Naked Snake – “Jack”

First of all, is it Jack or John? Because everyone called him Jack, but when he introduced himself to Ocelot at the end, it really did seem like he was being honest. Ocelot, too, for that matter. But then when you find out that Ocelot was really Adam, which appears to come straight out of his name Adamska, one has to wonder if he was telling the truth. Which means Snake might not have been, either. *_*

I did like this incarnation of “snake.” I didn’t, however, like him as well as Solid Snake, or even as well as Raiden (*gasp!* Did she just stay that!? My god, she LIKES Raiden!)

Yes! I liked Raiden. And not just because he was a bish. So there XP

The thing is, when I look back at MGS1 and 2, I can really make a picture in my mind of “Solid Snake.” He was bitter, gruff, cynical, haunted, no nonsense, but he also had a subtle sense of dry humor, and of course, a softness for the ladies. I know not everyone got into him because he was carrying so much baggage, but it was his history and his professionalism that gave him so much character, and so many changes to go through. You could see in MGS2 that he’d gone through a big change, but he still had his past with him, and that’s what I thought made him interesting. Raiden was still bitter and cynical, but also a n00b (haha I’m so l33t) with a lot to prove, a lot of extra attitude and just as much baggage of his own. A lot of people were turned off by his complaining (not to mention his girlfriend) but I thought that only gave him more dimensions. A Metal Gear character involved in a steady relationship!? And not to condone him bitchslapping his girlfriend, things like that which surprise the audience I think only serve to make him more real. In the span of one game we learned all there was to know about Raiden, how he grew up, how he lived, how he was trained – even a little of how he’s going to live. You didn’t have to like him, but you had to admit he had a lot of character.
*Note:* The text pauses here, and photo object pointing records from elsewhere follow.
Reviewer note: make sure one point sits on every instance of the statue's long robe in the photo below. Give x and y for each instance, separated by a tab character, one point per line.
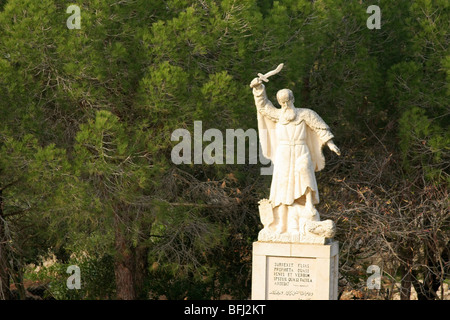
295	148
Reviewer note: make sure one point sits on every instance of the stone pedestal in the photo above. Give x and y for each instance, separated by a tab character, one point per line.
295	271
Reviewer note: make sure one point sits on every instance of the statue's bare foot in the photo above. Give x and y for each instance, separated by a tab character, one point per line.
279	230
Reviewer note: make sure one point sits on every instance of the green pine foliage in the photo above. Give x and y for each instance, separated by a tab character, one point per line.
86	117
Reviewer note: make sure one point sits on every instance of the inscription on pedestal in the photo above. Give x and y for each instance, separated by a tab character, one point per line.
290	278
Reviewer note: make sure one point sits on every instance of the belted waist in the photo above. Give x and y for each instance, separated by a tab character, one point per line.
292	143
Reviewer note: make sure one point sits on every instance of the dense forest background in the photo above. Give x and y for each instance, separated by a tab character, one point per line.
86	117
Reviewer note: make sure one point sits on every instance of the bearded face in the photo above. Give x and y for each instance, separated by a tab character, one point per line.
286	99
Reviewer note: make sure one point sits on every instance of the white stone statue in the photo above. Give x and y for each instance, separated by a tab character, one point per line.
293	139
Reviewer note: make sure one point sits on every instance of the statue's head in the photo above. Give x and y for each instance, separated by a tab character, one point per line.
285	98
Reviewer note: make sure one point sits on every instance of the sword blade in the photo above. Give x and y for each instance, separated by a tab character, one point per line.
271	73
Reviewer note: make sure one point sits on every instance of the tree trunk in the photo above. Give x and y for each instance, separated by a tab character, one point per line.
4	274
405	285
407	277
124	264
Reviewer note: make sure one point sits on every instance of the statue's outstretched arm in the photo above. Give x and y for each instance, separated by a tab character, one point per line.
263	104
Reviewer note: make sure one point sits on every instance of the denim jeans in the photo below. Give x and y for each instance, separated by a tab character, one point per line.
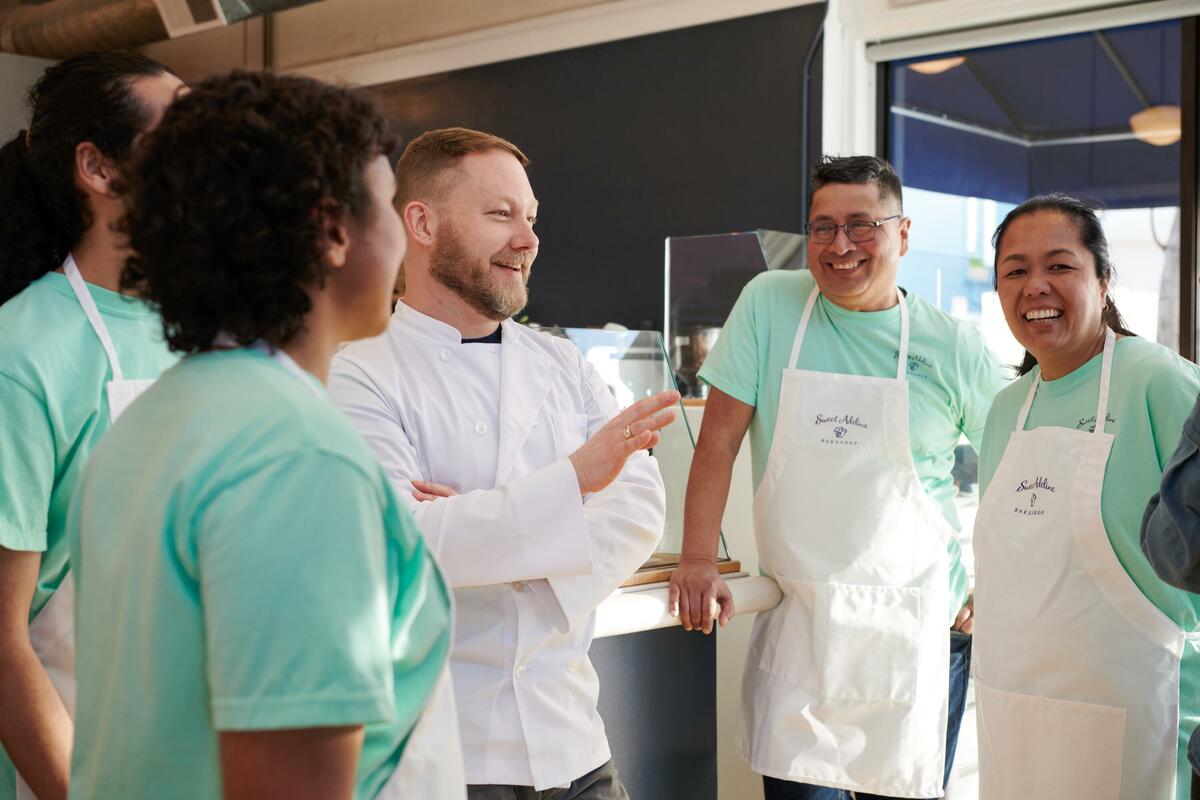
960	674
“Jack” on the other hand didn’t seem as deep to me. Not to say he has to have a tragic past to be interesting, but when I try to think of how I would describe his character, all I can think of is, “he was a decent guy.” He was a little green, a little naïve, and for the most part loyal, but he didn’t have any quirks or personality traits that were especially striking. His biggest opportunity for that was his relationship to The Boss, and though he reacted to it with a certain degree of uncertainty, I didn’t feel like we really got into Jack’s head enough to know what he was really thinking. He was basically led by the nose from place to place, completing the missions, but he didn’t really have any reaction to most of what was going on. Even when he lost his eye, he just kind of shrugged it off. And he sure got captured/held at gunpoint a lot. And beat up *_* But it didn’t seem to affect him once he was out.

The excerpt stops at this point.